Date of Award


Document Type


Degree Name

Doctor of Philosophy (PhD)

Legacy Department

Rhetorics, Communication, and Information Design

Committee Member

Dr. Todd May, Committee Chair

Committee Member

Dr. Cynthia Haynes

Committee Member

Dr. Steven B. Katz

Committee Member

Dr. Sarah Winslow


This dissertation examines the relationship between diagnostic communication practices and deliberative rhetoric through the lens of Actor-Network theory and feminist theory.
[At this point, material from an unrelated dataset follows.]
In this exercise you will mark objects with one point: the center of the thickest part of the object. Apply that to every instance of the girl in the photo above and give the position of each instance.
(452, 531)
Specifically, I argue that Bruno Latour's Actor-Network Theory (ANT) provides a generative framework for tracing diagnostic networks as it accounts for uncertainty, dispersed agency, community stakeholders, and nonhumans. The chapters explore how a networked approach to diagnosis opens up opportunities to reform doctor-patient relationships, expands our conceptions of diagnostic actants, suggests ways to respond to patients living at risk for disease, and broadens our understanding of ethos in healthcare contexts. Furthermore, I also consider how a networked framework can help us comprehend how public misdiagnoses happen so we can prevent them in the future. I conclude by advocating for healthcare providers to reform diagnostic communication practices to account for the agency and expertise of non-specialist stakeholders, particularly patients. I also explore methods for intervening within global health networks and addressing the intersectional problems they collaboratively solve.